Saturday, December 28, 2013

A Neat Box of Tricks


Rapid Packing Container

Boxes within boxes within boxes....

Like many lucky houses at this time of year, mine is filled with a stack of cardboard boxes in which gifts arrived from the glorious internet. Here they are teetering in my basement. This is nowhere near the number of boxes there actually are, because they are nested one inside the other, to reduce the size of the pile.

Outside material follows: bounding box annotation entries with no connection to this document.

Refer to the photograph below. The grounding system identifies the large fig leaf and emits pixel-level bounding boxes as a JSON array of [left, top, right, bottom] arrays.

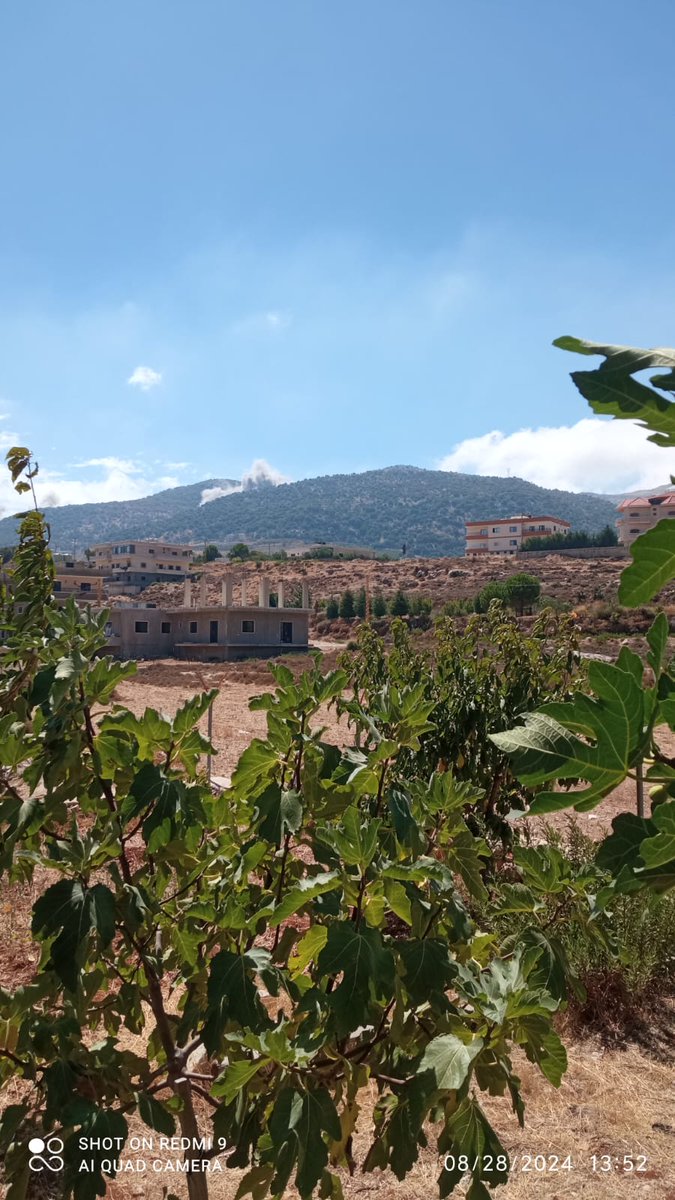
[[490, 654, 644, 812]]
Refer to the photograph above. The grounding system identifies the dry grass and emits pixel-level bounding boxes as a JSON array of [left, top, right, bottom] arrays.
[[98, 1043, 675, 1200]]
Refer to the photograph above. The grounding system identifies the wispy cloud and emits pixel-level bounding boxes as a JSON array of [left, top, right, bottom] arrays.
[[229, 308, 293, 335], [199, 458, 285, 505], [0, 436, 180, 516], [126, 367, 162, 391], [440, 418, 675, 492]]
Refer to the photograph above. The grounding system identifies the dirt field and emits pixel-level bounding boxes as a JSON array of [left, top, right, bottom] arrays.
[[0, 583, 675, 1200]]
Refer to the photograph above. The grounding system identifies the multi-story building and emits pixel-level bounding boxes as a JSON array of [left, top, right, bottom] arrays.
[[107, 577, 310, 662], [91, 541, 195, 594], [54, 554, 106, 605], [616, 492, 675, 546], [465, 512, 571, 554]]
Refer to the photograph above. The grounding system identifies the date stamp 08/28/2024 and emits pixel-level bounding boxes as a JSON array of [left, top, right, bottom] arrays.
[[28, 1135, 651, 1177]]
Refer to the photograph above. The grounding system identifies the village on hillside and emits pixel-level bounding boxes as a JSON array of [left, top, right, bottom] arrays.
[[1, 492, 675, 662]]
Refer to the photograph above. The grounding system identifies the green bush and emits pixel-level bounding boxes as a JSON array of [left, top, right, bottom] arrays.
[[339, 588, 357, 620], [389, 588, 410, 617], [473, 580, 508, 612], [371, 592, 387, 618]]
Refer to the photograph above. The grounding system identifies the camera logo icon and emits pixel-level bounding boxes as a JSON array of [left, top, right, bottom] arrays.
[[28, 1138, 64, 1171]]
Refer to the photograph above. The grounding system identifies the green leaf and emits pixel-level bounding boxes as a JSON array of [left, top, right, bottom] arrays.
[[88, 883, 115, 947], [136, 1092, 175, 1138], [490, 661, 644, 814], [204, 950, 271, 1052], [647, 612, 670, 678], [31, 880, 94, 991], [619, 520, 675, 607], [572, 367, 675, 446], [438, 1099, 508, 1196], [269, 1087, 341, 1200], [288, 925, 328, 976], [213, 1058, 270, 1104], [640, 800, 675, 870], [255, 784, 303, 846], [519, 1015, 567, 1087], [396, 937, 456, 1004], [269, 871, 340, 929], [596, 812, 656, 876], [417, 1033, 483, 1092], [317, 922, 394, 1037]]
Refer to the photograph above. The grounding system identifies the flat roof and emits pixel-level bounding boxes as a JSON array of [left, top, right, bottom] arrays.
[[464, 515, 571, 528]]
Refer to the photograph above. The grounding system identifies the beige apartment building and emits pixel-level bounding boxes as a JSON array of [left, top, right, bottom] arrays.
[[616, 492, 675, 546], [465, 512, 572, 556], [106, 577, 310, 662], [91, 540, 195, 594], [54, 556, 106, 606]]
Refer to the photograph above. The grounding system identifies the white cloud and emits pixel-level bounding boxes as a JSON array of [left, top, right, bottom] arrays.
[[126, 367, 162, 391], [0, 451, 180, 516], [77, 455, 142, 475], [438, 418, 675, 492], [229, 308, 293, 336], [199, 458, 285, 505]]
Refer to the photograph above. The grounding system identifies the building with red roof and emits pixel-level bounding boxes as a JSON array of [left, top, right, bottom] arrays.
[[616, 491, 675, 546]]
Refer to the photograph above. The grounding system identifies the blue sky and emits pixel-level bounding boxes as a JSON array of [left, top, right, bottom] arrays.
[[0, 0, 675, 504]]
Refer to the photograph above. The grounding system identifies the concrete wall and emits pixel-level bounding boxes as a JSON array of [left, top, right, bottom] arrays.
[[516, 546, 628, 558], [108, 595, 310, 661]]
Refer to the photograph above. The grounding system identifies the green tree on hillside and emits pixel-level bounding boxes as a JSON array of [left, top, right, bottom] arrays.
[[389, 588, 410, 617], [504, 571, 542, 617], [371, 592, 387, 618], [340, 588, 356, 620]]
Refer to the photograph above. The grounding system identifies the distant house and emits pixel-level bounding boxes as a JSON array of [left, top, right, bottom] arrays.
[[53, 554, 106, 605], [465, 512, 572, 556], [616, 492, 675, 546], [107, 577, 310, 662], [91, 541, 195, 595]]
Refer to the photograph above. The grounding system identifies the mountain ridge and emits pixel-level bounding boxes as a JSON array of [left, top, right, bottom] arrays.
[[0, 466, 616, 557]]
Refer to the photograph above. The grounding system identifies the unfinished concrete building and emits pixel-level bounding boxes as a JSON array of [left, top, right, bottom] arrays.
[[107, 576, 310, 662]]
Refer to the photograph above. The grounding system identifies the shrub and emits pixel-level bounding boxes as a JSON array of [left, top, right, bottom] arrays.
[[389, 588, 410, 617], [473, 580, 508, 612], [371, 592, 387, 618], [339, 588, 357, 620], [0, 449, 581, 1200]]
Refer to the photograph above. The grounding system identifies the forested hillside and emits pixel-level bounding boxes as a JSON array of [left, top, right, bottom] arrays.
[[0, 467, 616, 556]]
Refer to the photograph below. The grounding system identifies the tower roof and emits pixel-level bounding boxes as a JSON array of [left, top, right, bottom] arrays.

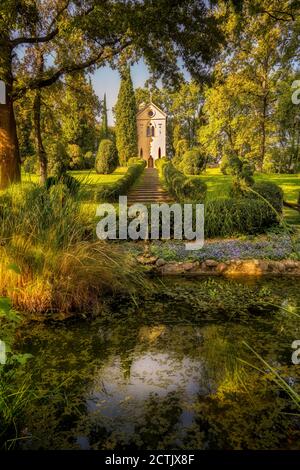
[[137, 101, 167, 117]]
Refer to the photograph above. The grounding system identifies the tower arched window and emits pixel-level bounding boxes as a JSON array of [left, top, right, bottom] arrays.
[[147, 124, 155, 137]]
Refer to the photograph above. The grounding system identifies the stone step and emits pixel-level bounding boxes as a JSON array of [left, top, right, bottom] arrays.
[[127, 168, 172, 204]]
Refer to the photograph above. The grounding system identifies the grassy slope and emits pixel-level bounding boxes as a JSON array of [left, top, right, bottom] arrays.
[[22, 167, 127, 188], [200, 168, 300, 225]]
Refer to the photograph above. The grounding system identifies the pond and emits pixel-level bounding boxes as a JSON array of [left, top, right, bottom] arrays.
[[5, 278, 300, 449]]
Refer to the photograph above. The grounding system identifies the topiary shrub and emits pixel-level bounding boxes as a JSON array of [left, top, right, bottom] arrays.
[[46, 173, 80, 196], [95, 139, 118, 175], [159, 159, 207, 202], [84, 150, 96, 170], [174, 139, 189, 164], [127, 157, 144, 166], [205, 198, 278, 238], [179, 147, 207, 175], [181, 177, 207, 203], [23, 155, 38, 173], [245, 181, 283, 214], [220, 154, 229, 175]]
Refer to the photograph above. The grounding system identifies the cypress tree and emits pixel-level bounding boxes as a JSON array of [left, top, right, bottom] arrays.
[[100, 93, 108, 140], [115, 67, 138, 165]]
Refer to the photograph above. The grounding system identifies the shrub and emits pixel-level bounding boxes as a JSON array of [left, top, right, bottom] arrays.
[[174, 139, 189, 164], [205, 198, 278, 238], [84, 150, 96, 170], [127, 157, 143, 166], [67, 144, 84, 170], [95, 160, 146, 202], [182, 177, 207, 203], [46, 173, 80, 196], [47, 141, 69, 178], [23, 155, 38, 173], [158, 159, 207, 202], [179, 147, 207, 175], [246, 181, 283, 214], [220, 154, 229, 175], [95, 139, 118, 175]]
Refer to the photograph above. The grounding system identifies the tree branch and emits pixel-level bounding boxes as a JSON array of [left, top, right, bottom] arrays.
[[12, 40, 131, 100], [10, 4, 94, 48], [261, 10, 296, 21]]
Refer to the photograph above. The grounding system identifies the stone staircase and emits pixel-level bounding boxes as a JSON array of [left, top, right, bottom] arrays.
[[127, 168, 172, 205]]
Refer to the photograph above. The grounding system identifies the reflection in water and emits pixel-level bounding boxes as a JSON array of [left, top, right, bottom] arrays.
[[11, 280, 300, 449]]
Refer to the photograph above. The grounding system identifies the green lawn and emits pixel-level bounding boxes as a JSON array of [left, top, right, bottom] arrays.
[[199, 168, 300, 225], [22, 167, 128, 189]]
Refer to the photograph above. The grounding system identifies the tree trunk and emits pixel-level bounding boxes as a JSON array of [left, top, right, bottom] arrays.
[[0, 82, 21, 189], [258, 95, 268, 172], [33, 48, 48, 185]]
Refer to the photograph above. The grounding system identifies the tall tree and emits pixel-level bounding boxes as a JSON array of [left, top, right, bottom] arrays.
[[115, 67, 138, 165], [100, 93, 108, 140], [0, 0, 222, 188]]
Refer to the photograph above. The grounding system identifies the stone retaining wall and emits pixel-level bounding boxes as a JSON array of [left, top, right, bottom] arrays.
[[138, 256, 300, 276]]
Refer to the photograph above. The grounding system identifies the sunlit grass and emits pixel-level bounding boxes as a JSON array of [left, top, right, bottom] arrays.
[[22, 167, 128, 187]]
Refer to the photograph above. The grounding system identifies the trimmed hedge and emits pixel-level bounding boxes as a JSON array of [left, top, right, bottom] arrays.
[[205, 198, 278, 238], [46, 173, 80, 196], [156, 158, 207, 203], [95, 160, 146, 202], [178, 147, 207, 175], [95, 139, 118, 175], [245, 181, 283, 214]]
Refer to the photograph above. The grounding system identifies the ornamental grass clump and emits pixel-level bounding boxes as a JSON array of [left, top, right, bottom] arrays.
[[0, 184, 145, 314]]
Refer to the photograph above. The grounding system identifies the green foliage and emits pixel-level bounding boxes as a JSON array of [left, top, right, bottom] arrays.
[[48, 141, 70, 178], [205, 198, 278, 238], [100, 93, 109, 141], [83, 150, 95, 170], [95, 139, 118, 175], [95, 160, 146, 202], [45, 173, 80, 196], [23, 155, 38, 174], [115, 67, 138, 166], [245, 181, 283, 214], [156, 158, 207, 203], [174, 139, 189, 165], [179, 147, 207, 175]]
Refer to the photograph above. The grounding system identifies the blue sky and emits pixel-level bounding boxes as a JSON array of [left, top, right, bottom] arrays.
[[91, 60, 149, 125], [91, 59, 190, 126]]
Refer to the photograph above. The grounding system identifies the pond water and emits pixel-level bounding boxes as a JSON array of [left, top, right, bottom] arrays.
[[9, 279, 300, 449]]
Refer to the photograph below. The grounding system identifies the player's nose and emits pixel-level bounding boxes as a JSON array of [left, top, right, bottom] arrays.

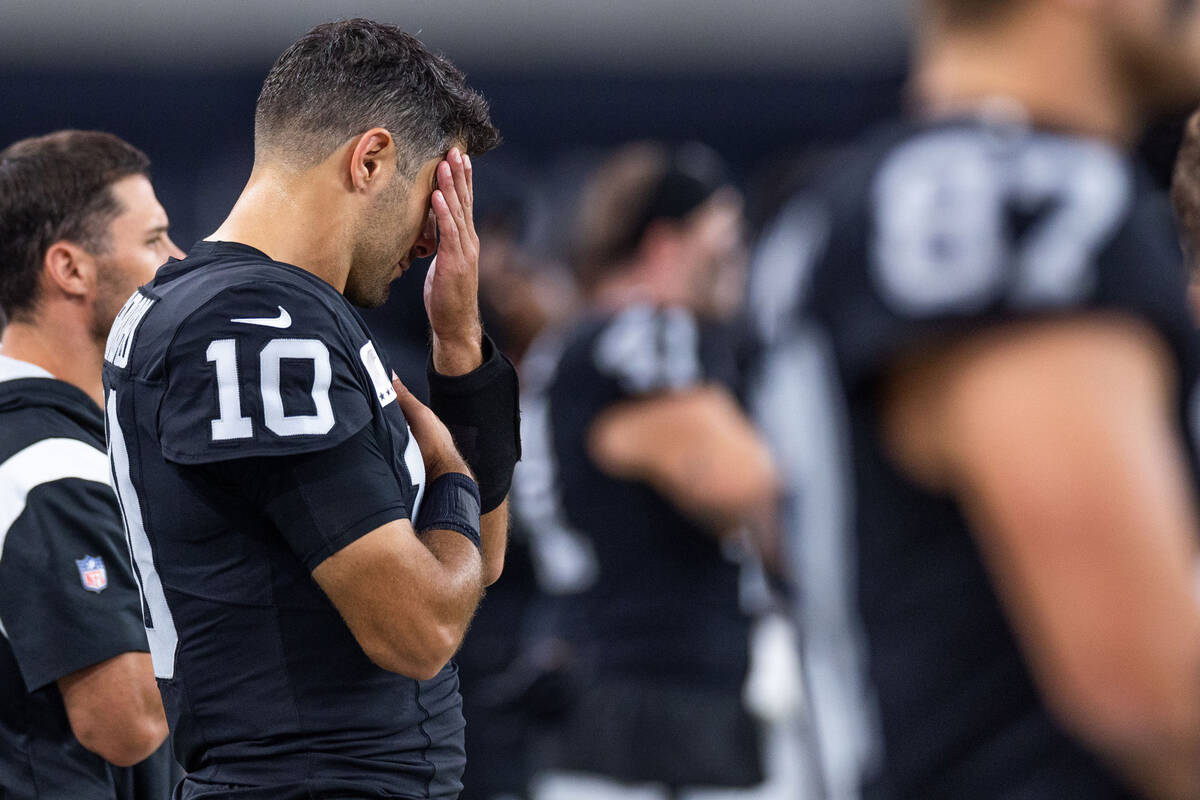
[[409, 209, 438, 258]]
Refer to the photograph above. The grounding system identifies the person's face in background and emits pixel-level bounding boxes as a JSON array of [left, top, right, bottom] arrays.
[[91, 175, 184, 341], [680, 188, 748, 319]]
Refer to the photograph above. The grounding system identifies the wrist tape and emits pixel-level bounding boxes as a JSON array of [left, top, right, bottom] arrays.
[[426, 333, 521, 513], [416, 473, 484, 549]]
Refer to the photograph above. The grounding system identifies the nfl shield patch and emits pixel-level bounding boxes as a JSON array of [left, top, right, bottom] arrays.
[[76, 555, 108, 595]]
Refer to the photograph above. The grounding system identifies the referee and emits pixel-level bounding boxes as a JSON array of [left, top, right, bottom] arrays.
[[0, 131, 181, 800]]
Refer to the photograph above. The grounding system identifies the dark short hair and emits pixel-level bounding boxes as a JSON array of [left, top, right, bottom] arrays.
[[0, 131, 150, 320], [920, 0, 1020, 25], [1171, 112, 1200, 272], [254, 19, 500, 176]]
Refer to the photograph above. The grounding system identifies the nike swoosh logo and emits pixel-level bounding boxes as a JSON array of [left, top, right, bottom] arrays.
[[229, 306, 292, 327]]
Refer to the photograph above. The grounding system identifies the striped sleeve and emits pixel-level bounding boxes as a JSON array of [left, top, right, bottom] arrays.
[[0, 438, 146, 692]]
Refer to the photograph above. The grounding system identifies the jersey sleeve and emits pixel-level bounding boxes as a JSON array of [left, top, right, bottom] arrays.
[[0, 472, 149, 692], [157, 282, 374, 464], [592, 305, 736, 398], [200, 426, 412, 572], [803, 127, 1184, 386]]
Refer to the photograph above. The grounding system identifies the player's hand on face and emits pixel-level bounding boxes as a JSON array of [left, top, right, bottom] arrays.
[[391, 375, 474, 482], [425, 148, 482, 374]]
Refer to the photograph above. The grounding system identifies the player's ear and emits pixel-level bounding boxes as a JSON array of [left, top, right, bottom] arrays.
[[350, 127, 396, 192], [42, 240, 96, 297]]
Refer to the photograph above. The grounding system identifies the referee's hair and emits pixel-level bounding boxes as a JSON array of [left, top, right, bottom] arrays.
[[1171, 112, 1200, 275], [0, 131, 150, 321], [254, 19, 500, 176]]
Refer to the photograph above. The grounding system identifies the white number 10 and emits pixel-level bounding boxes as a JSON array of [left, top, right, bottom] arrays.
[[205, 339, 334, 441]]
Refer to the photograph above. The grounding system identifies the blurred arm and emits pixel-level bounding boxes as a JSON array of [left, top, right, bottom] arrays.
[[58, 652, 167, 766], [588, 386, 776, 533], [883, 317, 1200, 799]]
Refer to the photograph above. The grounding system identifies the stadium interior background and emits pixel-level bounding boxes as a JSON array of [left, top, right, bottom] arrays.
[[0, 0, 1181, 362], [0, 0, 1182, 796]]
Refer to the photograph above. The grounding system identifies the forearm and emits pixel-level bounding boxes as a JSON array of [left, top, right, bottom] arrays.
[[433, 315, 484, 377], [480, 498, 509, 587], [1108, 732, 1200, 800], [418, 530, 484, 650]]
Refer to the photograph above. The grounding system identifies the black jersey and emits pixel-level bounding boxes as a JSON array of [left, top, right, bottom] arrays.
[[514, 305, 748, 686], [104, 242, 464, 799], [758, 119, 1198, 800], [0, 356, 170, 800]]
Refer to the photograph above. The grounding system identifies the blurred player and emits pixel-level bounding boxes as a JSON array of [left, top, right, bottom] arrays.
[[518, 144, 775, 800], [758, 0, 1200, 800], [0, 131, 180, 800], [104, 19, 517, 800]]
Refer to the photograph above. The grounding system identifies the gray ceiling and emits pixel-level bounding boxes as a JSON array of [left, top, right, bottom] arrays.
[[0, 0, 907, 72]]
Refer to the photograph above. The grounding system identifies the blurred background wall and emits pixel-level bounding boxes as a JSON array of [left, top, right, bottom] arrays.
[[0, 0, 907, 249]]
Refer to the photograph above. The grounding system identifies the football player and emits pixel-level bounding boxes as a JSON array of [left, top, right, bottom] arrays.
[[0, 131, 181, 800], [104, 19, 517, 800], [517, 143, 775, 800], [758, 0, 1200, 800]]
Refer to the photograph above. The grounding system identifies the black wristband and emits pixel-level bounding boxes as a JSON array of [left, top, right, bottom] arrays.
[[416, 473, 484, 549], [426, 333, 521, 513]]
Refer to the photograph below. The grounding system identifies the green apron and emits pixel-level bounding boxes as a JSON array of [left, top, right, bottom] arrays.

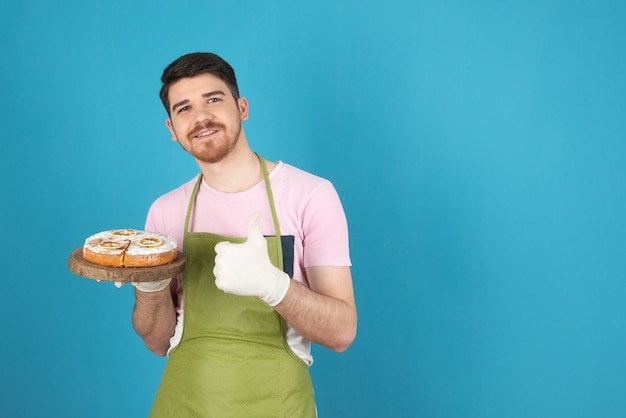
[[150, 157, 317, 418]]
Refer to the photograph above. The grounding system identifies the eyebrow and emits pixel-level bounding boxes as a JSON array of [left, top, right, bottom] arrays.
[[172, 90, 226, 112]]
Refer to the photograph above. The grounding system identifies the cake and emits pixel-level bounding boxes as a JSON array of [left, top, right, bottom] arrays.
[[83, 229, 178, 267]]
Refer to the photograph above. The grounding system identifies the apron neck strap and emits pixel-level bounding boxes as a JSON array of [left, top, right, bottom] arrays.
[[185, 154, 283, 261]]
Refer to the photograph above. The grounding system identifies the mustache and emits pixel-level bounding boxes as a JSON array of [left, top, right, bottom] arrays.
[[189, 122, 224, 137]]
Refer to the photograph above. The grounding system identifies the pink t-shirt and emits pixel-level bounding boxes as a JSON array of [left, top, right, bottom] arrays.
[[145, 161, 351, 364]]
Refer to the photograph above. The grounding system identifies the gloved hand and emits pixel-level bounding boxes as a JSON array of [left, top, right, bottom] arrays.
[[213, 212, 291, 306], [114, 279, 172, 292], [131, 279, 172, 292]]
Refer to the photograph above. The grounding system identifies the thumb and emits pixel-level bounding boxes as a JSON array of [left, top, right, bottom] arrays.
[[246, 211, 265, 245]]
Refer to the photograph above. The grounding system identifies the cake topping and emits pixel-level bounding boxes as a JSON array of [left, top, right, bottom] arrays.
[[137, 237, 163, 248], [98, 240, 125, 250], [111, 229, 137, 237]]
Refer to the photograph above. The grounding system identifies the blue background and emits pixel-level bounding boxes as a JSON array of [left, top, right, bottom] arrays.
[[0, 0, 626, 417]]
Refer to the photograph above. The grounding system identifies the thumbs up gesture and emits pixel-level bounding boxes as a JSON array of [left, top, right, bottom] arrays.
[[213, 212, 291, 306]]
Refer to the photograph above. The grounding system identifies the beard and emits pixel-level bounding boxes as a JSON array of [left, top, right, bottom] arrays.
[[178, 123, 242, 164]]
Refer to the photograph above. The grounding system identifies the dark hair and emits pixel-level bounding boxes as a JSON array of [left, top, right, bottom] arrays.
[[159, 52, 239, 115]]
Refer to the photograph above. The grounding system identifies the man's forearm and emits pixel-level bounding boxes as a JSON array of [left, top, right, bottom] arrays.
[[274, 280, 357, 352], [133, 286, 176, 356]]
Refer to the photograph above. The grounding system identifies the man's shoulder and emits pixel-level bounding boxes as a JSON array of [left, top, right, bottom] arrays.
[[154, 176, 198, 205], [270, 161, 330, 186]]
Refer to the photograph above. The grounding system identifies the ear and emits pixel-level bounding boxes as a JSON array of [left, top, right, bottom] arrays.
[[237, 97, 248, 120], [165, 118, 178, 142]]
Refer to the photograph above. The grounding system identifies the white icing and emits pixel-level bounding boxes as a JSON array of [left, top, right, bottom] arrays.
[[84, 230, 178, 255]]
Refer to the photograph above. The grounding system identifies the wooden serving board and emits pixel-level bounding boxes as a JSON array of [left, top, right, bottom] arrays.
[[67, 247, 187, 283]]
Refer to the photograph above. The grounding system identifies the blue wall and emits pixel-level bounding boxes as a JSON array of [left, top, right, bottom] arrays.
[[0, 0, 626, 417]]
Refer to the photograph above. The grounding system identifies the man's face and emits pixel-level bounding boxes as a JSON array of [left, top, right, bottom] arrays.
[[166, 74, 248, 163]]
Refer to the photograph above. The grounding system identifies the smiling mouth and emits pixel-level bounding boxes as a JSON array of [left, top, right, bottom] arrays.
[[196, 129, 217, 138]]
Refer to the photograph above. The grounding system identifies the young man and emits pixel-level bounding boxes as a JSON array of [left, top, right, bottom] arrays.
[[133, 53, 357, 417]]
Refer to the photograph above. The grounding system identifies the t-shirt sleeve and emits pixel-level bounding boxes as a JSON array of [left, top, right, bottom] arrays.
[[302, 181, 351, 267]]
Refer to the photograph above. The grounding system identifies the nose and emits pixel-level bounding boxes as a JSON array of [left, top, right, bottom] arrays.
[[194, 106, 213, 123]]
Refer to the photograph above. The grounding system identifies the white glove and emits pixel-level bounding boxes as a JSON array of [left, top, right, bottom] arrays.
[[213, 212, 291, 306], [108, 279, 172, 292], [131, 279, 172, 292]]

They are still in my basement because I am one of those people afflicted with the inability to waste a perfectly good box that might, at some distant future time, be needed for somethingorother.

But they take up space and remind me, every time I see them, to feel a pang of guilt about all the wood pulp shopping via the internet uses.

This is why I love folks like these guys from Cooper Union, Henry Wang and Chris Curro, who re-designed the humble cardboard box to be easier to use, less wasteful, take up less space, and be reusable to boot.

They are seeking funding to get their box — the rapid packing container — out into the world.


Packaging has always been important, but the way we purchase and use foods underwent an enormous change in the 1970s due to he invention of the Tetrapak — that now ubiquitous folded card-based box that your milk (and juice) comes in. It made the Rausings (the family whose company developed and owns this technology) into billionaires.

Nearly everyone in the world has used one of these

Some might say that the aesthetic charm of the bottle as a packaging medium was lost when the almighty Tetrapak made its way onto shelves, and they’d be right.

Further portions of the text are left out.